Now, I run Windows here at home, but I’ve always been interested in what Apple were up to with the Macintosh. Actually, my interest predates the Macintosh – I did an in-house review of the Lisa for work, way back in 1983. And for a time, my first home computer was an Atari ST running as an Apple Macintosh using the Spectre GCR emulator developed by Dave Small. But eventually I went over to the dark side (as some of the Apple enthusiasts would say) and adopted the Windows platform, starting with Windows 95.
Be that as it may, today sees the launch of the latest incarnation of Apple’s Macintosh operating system, in the shape of OS X 10.4 – the "Tiger".
And, over at Ars.Technica, John Siracusa has done a really magnificent job of reviewing the operating system. It’s a long review (21 pages – and apparently the PDF version available to subscribers weighs in at over 100 pages), but well worth reading. He shares my passion for metadata, so I’m pleased to see that metadata is at last beginning to take its rightful place in the file system fabric. I can see parallels here with what Microsoft have done with the metadata in Windows, and what they want to do in Longhorn.

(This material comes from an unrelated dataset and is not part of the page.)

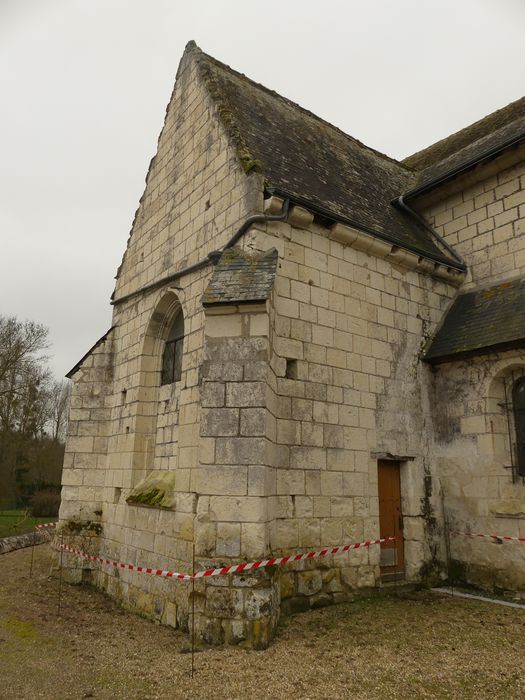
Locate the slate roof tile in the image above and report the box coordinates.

And the Macintosh operating system is built on Unix. One of the bad things about Unix was the severe restrictions of Access Control Lists (ACLs – who can do what to which files). While the Macintosh OS extended the capabilities of ACLs, it’s only now, with Tiger, that Apple have finally introduced the same flexibility as Windows offers with its ACLs. In fact, now Tiger gives the ability for a Tiger server to participate fully in a Windows network.
I suppose, in summary, my impression is that Apple and Microsoft are engaged in a game of leapfrog. It appears, reading this review, as though with the release of Tiger, Apple has finally caught up with some of the fundamental platform capabilities of Windows, and in some areas – the metadata and the GUI in particular, exceeded what Windows is currently capable of. I expect Microsoft to try and pass Apple when theyr release Longhorn late in 2006.